Diarrhea-filled Easter eggs.
So, Cadbury’s?
Eight more days…
Part of of me hates leaving, too, because my efforts are starting to pay off. I’ve been working diligently on sales, and our weekday occupancy has risen steadily, week by week and also compared to last year. We’re now averaging about 80% Sunday through Thursday, versus 45-50% in 2010 and 2009. And we’re sold out for the next two weeks solid. (Guess who’s gonna take all of her contact names when she leaves?)
Also, guess whose mugshot was on the front page of today’s paper? That’s right! Our former maintenance dude is wanted for his role in an armed robbery!
Holy shit, Lacunae Matata! :eek:
Don’t you ruin the only thing this heathen barbarian likes about Easter. shakes fist
It’s gotten so bad - IT broke so much shit - that my manager SWORE, y’all. She said “hell!” You don’t understand - this woman does. not. lose. her. cool. (She’s grandboss’s opposite in every conceivable way.) I was so shocked that when I got off the phone, the first thing I did was text Mr. Horseshoe (who knows her well) with “{Manager} SWORE!!” Then I told my suitemate what she’d said and she did exactly this: :eek:
She didn’t swear AT me, mind you - it was directed at IT. Oh, and then she said “effing.” Like, literally: “this effing problem…” ![]()
Damn.
So how did the repay the loans thing go?
Oddly enough, without a hitch. He wound up coming in the evening before payday, so I told him I’d do him a favor: I’d pay cash, and collect his loan repayments to distribute with the regular paychecks.

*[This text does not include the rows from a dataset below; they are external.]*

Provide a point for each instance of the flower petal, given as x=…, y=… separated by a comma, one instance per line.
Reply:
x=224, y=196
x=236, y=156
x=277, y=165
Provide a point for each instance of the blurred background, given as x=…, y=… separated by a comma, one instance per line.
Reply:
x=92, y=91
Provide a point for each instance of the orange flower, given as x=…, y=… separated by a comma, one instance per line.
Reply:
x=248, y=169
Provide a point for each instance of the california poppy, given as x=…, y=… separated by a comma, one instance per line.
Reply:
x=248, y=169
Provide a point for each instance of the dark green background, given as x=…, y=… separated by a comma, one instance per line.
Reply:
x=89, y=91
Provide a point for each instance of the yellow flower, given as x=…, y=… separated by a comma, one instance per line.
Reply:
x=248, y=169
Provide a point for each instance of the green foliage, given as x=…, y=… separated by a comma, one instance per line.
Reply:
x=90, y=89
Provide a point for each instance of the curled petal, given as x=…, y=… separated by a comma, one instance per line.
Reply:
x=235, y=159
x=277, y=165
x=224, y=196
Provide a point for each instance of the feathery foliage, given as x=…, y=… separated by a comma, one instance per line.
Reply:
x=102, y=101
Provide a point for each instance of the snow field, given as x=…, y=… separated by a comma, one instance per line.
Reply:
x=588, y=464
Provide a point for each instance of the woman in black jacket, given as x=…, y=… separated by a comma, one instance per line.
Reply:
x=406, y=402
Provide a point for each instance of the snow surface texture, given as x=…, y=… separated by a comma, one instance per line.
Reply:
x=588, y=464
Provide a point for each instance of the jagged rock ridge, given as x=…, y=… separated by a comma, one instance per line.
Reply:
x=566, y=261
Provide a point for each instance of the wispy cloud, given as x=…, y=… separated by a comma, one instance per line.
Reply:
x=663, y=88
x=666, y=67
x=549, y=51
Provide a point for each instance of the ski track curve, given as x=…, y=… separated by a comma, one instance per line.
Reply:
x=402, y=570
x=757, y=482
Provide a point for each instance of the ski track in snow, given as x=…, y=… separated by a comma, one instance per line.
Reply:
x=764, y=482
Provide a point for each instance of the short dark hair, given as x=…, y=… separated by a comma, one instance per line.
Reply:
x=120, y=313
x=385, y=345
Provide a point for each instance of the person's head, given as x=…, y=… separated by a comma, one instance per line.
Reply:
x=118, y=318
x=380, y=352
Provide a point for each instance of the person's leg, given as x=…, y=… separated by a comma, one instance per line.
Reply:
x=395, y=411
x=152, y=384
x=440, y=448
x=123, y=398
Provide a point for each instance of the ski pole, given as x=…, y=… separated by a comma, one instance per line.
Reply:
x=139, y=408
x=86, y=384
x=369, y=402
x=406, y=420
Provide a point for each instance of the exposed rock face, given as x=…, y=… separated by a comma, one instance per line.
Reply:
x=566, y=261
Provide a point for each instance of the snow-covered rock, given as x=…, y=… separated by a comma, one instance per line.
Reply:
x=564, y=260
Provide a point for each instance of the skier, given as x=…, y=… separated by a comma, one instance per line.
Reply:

I guessed that he was pretty desperate to buy “milk and diapers for the baby” (AKA crack) that he’d accept immediate cash.
Hey assholes who run this company,
AM I WORKING TOMORROW OR NOT?
It’s nearly 7:30 and you fucking rat bastards have still not sent out a confirmation email. This is ridiculous. I do not know if I am working tomorrow. There’s temp and then there’s just treating people like dirt. Congratulations. You’ve managed the later. Pricks.
Try working as a hotel housekeeper. I frequently get less than an hour’s notice about whether or not I need to come to work on a given day.
I’m sure I’ve ranted about this here before, but it bears repeating:
SOLD OUT MEANS SOLD OUT. EVEN FOR YOU.
The following things will not make us less sold out:
- Staring at me.
- Complete silence on the phone.
- Asking “Does that mean I can’t get my reservation?” or any variation on that question.
- Pouty faces.
- Long-suffering sighs.
Life sucks. Accept the fact that everyone was faster than you in reserving for x date and move on.